【オピニオン】労働分配率に占める人件費の再考を−日本人材ニュース
 景気回復にもかかわらず賃金が上がらない―。今年こそ大幅賃上げを、と期待された春闘だったが、結局、蓋を開けて見れば期待を裏切る結果となった。日本経済新聞社がまとめた主要企業の賃上げ率は1.74%と前年をわずかに0.09ポイント上回る水準にとどまった(3月24日)。労働組合の連合の調査(3月末)でも1.97%と前年比0.03ポイントアップにすぎない。


 確かに今年に入り経済環境は急変した。サブプライムローン問題に端を発した米経済の失速や急速なドル安・円高の進行が賃上げに対する経営側の姿勢を萎縮させたのは事実だろう。

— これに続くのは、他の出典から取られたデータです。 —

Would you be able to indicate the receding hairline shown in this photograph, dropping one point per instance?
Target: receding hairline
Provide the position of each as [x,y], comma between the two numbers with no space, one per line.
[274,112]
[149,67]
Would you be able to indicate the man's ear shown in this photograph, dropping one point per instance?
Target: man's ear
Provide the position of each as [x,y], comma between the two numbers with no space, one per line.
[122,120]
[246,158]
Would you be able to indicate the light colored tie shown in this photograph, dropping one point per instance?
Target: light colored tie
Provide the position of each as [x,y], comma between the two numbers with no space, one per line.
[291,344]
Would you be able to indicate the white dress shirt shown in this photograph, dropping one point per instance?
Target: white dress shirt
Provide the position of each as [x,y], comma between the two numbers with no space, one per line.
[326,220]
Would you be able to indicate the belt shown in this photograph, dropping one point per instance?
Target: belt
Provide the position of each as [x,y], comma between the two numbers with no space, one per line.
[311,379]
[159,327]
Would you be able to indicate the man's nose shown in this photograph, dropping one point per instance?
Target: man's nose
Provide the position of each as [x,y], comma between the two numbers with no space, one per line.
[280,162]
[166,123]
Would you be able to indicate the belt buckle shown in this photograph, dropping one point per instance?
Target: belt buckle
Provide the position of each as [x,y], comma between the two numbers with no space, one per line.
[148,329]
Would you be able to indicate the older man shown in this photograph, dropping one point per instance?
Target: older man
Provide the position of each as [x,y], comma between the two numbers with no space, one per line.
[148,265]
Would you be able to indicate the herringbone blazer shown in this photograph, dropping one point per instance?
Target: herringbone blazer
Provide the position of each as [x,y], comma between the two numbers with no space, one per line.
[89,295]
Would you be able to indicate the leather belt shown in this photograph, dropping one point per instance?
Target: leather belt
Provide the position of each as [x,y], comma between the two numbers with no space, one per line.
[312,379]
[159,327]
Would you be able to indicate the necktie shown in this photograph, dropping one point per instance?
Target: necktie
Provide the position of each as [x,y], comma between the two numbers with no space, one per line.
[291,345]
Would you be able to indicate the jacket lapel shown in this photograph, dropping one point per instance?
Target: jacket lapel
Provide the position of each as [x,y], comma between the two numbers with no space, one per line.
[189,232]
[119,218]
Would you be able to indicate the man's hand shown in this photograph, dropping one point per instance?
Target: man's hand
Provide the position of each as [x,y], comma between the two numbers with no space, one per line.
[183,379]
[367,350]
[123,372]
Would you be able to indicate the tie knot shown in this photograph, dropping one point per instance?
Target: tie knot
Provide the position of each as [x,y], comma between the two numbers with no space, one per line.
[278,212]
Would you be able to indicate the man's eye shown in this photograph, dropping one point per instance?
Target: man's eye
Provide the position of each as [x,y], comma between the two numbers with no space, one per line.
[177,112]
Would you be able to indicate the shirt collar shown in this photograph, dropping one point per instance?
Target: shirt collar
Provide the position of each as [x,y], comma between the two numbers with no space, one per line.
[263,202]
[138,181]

 しかし、あくまでも先行き懸念であって現在の業績の実態に直接影響を与えているわけではない。

 なぜ賃金は上がらないのか。90年代半ば以前までは会社業績がストレートに賃金に反映されていたが、90年代後半以降はその関係が完全に崩れてしまっている。その原因は失われた10年の間に経営者に染みついたコスト意識、とりわけ人件費コストに対する敏感すぎる削減意識である。

 人件費削減のために正社員をリストラする一方、賃金の安い非正規社員で代替してきた。その結果、今では正規社員に占める非正規社員比率は33%を超えている。